Williamson, the lighthouse-keeper who’d reported the body, ventured an opinion, “Makes sense. It’s shingle all along this coast.”
Sherlock raised a sardonic eyebrow. “Thank you. What do you make of these cuts, John?” He pointed towards some distinctive wounds. “The skin appears to have been hooked and pulled.”
“My God, Sherlock,” I muttered. “ You don’t think this poor devil’s been caught on a fishing line, do you?”
“I know where he was thrown in…” said Sherlock, pointing up at the power station.
In a glass-fronted office looking down at the generator room, the Right Hon. Violet Smith fiddled with the ornaments on her desk.
“Mr. Holmes,” she said, “I assure you that no-one is missing from my power plant. We’re running at optimum efficiency. Indeed, the government’s generous provision has guaranteed our future for some time.”
“Then why are you asking your employees to work double-shifts?” I asked. I’d noticed a sign on the notice-board in the lobby. Sherlock shot me an impressed look.
“Just about to ask the same thing,” he claimed. Liar.
Unsurprisingly, the politician’s story had been untrue. The dead man was Charlie Carruthers, her accounts manager. Many of her employees had been refusing to turn up to work after being harassed by a mysterious assailant.
“All of these attacks have taken place at night,” she explained, leading us out of the power plant. “You see, my workers have to cross this walkway to get to the car park.

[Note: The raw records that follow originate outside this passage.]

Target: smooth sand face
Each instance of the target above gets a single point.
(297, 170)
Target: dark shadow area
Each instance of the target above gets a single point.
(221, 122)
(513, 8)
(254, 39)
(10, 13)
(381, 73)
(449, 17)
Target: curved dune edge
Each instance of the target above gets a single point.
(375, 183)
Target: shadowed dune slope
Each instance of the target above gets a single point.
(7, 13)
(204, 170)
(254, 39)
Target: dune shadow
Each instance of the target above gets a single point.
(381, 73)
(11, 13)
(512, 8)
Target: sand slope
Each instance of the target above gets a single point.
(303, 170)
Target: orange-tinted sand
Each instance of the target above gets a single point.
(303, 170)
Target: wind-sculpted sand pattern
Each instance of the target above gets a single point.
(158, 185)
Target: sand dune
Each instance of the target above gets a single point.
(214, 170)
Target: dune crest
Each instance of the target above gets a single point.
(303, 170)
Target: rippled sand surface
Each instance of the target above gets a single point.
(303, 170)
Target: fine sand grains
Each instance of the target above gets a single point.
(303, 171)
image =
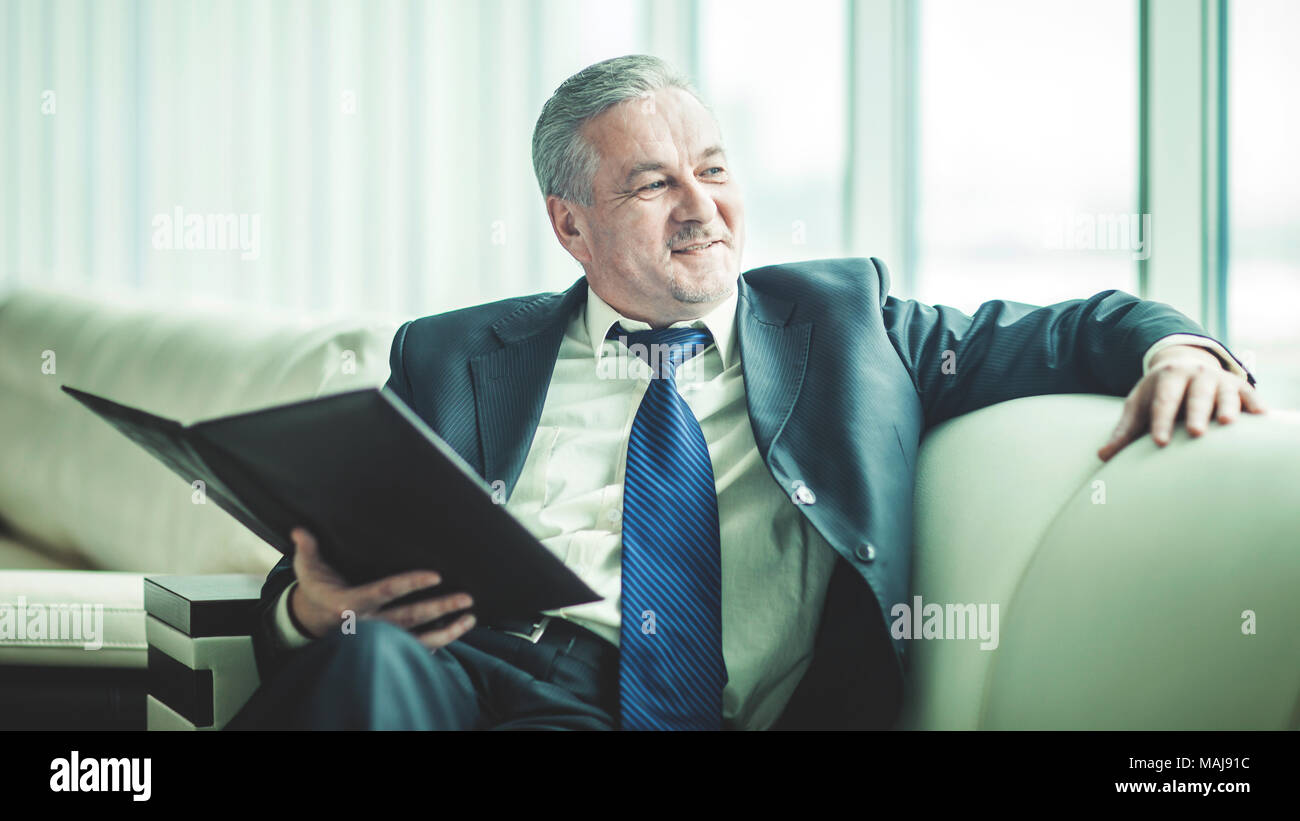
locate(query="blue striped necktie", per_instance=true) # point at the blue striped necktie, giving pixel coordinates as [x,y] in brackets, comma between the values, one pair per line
[671,670]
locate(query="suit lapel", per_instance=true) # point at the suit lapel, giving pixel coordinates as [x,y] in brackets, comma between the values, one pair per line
[511,382]
[774,359]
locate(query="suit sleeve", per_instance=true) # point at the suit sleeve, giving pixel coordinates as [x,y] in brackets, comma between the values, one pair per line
[1008,350]
[273,638]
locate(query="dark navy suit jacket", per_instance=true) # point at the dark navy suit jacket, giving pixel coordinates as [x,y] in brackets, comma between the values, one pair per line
[841,381]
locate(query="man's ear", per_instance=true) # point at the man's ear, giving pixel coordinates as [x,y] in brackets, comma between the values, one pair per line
[570,226]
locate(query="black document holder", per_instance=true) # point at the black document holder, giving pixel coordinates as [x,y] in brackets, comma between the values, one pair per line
[380,491]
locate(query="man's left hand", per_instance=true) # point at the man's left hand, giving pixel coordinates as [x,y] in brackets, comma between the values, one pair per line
[1182,379]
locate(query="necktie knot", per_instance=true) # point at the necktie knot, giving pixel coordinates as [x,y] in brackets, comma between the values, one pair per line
[663,348]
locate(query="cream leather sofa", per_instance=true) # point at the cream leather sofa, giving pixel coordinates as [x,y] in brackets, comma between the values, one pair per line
[1156,591]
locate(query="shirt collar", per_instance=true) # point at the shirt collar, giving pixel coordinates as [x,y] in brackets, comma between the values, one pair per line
[720,322]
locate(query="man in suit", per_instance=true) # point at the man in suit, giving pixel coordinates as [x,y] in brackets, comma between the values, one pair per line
[737,489]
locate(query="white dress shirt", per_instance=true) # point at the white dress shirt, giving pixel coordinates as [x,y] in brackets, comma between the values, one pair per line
[775,565]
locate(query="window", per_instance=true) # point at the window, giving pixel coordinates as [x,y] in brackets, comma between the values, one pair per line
[1264,194]
[1027,164]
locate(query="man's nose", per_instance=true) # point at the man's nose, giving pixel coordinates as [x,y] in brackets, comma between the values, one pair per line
[696,203]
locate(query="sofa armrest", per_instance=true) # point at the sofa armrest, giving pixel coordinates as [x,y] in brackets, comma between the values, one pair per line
[200,651]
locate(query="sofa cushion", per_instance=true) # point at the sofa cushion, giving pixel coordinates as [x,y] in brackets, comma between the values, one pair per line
[76,483]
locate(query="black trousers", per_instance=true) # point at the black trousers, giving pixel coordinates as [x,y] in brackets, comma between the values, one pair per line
[384,678]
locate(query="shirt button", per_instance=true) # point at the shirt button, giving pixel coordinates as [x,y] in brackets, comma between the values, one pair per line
[804,495]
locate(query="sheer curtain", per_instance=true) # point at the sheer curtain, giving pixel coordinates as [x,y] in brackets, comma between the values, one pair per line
[341,156]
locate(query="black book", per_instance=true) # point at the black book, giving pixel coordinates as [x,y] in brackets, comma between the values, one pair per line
[380,491]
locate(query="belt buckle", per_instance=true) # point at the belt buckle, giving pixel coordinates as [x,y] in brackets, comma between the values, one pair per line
[538,629]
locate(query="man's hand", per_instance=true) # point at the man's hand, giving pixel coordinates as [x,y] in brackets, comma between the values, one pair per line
[321,596]
[1182,379]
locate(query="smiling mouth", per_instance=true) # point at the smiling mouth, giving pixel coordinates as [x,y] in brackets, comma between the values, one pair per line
[700,248]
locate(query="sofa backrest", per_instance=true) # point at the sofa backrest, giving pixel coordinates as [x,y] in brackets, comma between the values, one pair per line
[77,486]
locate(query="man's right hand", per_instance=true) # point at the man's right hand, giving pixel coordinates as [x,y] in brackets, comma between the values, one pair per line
[321,595]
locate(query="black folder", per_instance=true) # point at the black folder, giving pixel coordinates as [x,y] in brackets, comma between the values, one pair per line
[380,491]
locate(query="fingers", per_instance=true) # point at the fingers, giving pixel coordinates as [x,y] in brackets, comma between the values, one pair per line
[375,595]
[1200,400]
[1229,403]
[1165,404]
[1127,429]
[423,612]
[1251,400]
[433,639]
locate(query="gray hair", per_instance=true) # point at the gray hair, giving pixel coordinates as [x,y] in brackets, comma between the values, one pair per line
[566,163]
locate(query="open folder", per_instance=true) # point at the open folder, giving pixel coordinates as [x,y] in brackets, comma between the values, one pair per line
[380,491]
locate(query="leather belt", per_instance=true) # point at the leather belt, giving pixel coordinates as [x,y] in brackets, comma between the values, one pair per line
[553,630]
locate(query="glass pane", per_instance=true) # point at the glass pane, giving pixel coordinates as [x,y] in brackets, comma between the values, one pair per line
[778,81]
[1264,194]
[1027,168]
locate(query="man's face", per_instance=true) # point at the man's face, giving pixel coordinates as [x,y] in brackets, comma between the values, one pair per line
[663,185]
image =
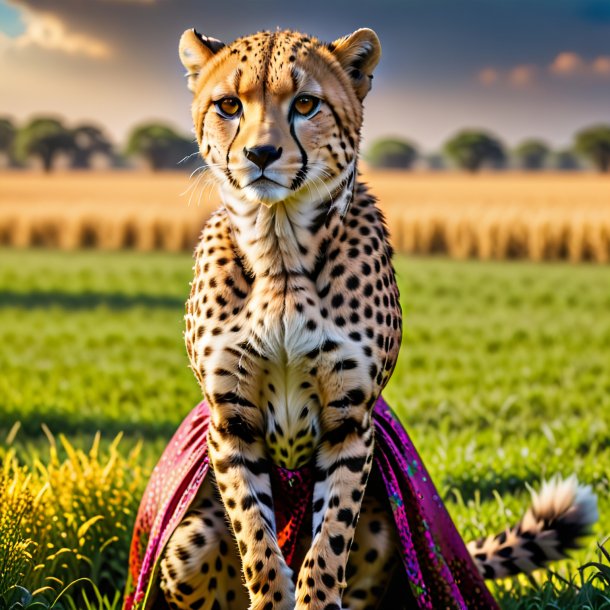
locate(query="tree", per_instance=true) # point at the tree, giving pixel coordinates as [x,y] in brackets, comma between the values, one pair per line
[594,144]
[391,153]
[43,137]
[565,160]
[532,154]
[471,150]
[160,145]
[88,141]
[7,136]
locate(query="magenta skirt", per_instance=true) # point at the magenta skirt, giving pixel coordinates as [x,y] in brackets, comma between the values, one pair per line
[437,571]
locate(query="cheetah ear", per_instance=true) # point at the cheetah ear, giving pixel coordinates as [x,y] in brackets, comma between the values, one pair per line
[359,53]
[195,50]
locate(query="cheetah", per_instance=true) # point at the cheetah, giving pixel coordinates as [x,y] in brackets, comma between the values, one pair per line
[293,328]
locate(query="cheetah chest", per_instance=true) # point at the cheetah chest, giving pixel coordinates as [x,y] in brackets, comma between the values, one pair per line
[289,386]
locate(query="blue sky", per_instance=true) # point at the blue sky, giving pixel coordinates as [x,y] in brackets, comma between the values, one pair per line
[10,20]
[516,67]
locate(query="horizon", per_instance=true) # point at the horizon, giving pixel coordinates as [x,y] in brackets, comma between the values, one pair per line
[448,65]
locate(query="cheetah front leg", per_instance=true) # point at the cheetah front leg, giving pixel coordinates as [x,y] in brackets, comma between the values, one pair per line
[343,464]
[238,457]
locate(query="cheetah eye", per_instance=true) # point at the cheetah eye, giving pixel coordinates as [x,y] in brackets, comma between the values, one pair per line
[228,107]
[306,105]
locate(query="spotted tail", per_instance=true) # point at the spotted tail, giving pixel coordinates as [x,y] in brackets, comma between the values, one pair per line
[560,514]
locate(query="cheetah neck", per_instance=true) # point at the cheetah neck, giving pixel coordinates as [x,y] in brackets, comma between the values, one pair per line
[285,238]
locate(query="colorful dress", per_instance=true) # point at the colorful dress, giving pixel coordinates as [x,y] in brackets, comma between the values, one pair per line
[437,571]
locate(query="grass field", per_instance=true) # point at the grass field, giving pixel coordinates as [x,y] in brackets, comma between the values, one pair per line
[537,216]
[503,376]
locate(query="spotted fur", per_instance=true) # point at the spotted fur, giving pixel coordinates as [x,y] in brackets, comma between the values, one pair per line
[293,326]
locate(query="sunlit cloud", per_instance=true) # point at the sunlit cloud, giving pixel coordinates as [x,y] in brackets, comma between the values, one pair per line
[567,64]
[601,65]
[519,76]
[47,31]
[522,76]
[488,76]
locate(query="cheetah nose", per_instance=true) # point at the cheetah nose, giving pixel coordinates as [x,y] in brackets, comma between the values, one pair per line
[262,156]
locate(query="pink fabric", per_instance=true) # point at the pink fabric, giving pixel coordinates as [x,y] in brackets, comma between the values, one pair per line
[438,571]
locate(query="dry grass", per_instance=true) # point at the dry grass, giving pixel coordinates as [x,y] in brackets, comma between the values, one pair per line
[508,215]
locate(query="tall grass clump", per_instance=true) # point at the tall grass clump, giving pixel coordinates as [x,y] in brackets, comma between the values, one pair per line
[66,517]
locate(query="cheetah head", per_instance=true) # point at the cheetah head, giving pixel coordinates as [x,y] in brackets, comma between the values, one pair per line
[278,114]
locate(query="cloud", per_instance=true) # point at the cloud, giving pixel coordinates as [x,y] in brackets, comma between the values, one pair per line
[488,76]
[601,65]
[567,63]
[520,76]
[570,64]
[48,32]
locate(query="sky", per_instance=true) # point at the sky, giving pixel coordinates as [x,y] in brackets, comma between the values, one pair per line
[518,68]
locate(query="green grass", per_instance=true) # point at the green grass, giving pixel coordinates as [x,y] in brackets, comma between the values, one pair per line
[503,378]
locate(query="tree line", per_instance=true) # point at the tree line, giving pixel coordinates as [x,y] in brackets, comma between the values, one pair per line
[45,139]
[472,150]
[160,146]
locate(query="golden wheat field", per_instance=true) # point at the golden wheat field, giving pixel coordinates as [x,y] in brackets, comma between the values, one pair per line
[544,216]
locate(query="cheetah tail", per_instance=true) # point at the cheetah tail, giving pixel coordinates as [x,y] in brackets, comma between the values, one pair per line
[559,515]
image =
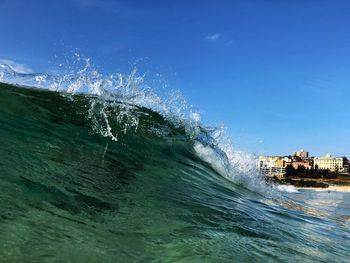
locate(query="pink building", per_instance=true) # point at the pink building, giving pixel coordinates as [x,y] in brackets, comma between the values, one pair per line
[305,163]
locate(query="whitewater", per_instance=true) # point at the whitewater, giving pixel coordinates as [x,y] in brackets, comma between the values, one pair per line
[97,168]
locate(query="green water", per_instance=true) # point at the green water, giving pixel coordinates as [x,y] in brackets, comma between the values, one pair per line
[70,194]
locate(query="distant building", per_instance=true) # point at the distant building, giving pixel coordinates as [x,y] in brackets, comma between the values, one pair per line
[302,154]
[307,164]
[346,164]
[329,163]
[273,165]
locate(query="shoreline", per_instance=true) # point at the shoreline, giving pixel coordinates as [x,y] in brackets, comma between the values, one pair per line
[341,184]
[331,188]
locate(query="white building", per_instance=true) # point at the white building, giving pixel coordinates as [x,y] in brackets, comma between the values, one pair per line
[329,163]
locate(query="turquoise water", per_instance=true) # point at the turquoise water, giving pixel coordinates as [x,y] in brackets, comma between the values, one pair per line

Many have heard a bizarre scream, like a tormented soul calling out from the water. You know that many ships landed here in the old days in order to avoid the customs men? The locals claim to have seen phantom ships in the beam of the lighthouse.”
“This is a human agency, Miss Smith,” said Sherlock severely. “No ghosts need apply.”
We stood out on the clifftop walkway, a single rail separating us from the rocks below. With the hum of the generator behind us, and the scream of the wind in our face, it seemed like nature itself was promising our destruction. I imagined the tempest plucking our corpse from the gantry and tossing him down onto the rocky fangs below. A shudder ran through me and, as though reading my thoughts, Sherlock laid a hand on my shoulder.
“Light at the end of the tunnel, John,” said he. “Look at this!”
He had stooped to examine the railing with his lens. Through it, I could see deep irregular scratches, bright and fresh. Sherlock smiled and shouted into the wind, “Our monster begins to take shape!”
The lighthouse was dark and cold but still a relief after my ordeal in the rain. Somehow I had snatched at the gantry as I fell, so that I landed on silt rather than the rocks. I took the stairs three at a time.
At the top of the lighthouse, Sherlock was standing tense, his arm outstretched. Williamson the lighthouse keeper was outside on the gallery, upon which perched a large sea-bird.
“I didn’t mean for that lad to die,” Williamson was saying. “I just wanted to scare off the suits from London. That nuclear waste is killing everything around here. We don’t want it!”
Slowly, Sherlock was edging towards him. “So you trained this cormorant to swoop down at employees during the night? Bit Scooby Doo of you, wasn’t it?”
Williamson hung his head in shame. “You get some funny ideas up here on your own.” He smiled ruefully. “I would have gotten away with it if it weren’t for you pesky kids.”
Sherlock reached forward, catching Williamson’s arm. Without a struggle, the lighthouse keeper stepped back in out of danger. Behind him, the cormorant croaked and flew off into the storm.
“One of our failures, John,” said Sherlock as he watched the winged murderer disappear. “Carruthers’ killer escapes and we have a story that no-one will believe.”
I looked out into the inky blackness, following the light around as it cut through the sky. Shivering, I remained in that windswept beacon as Sherlock guided Williamson down the steps.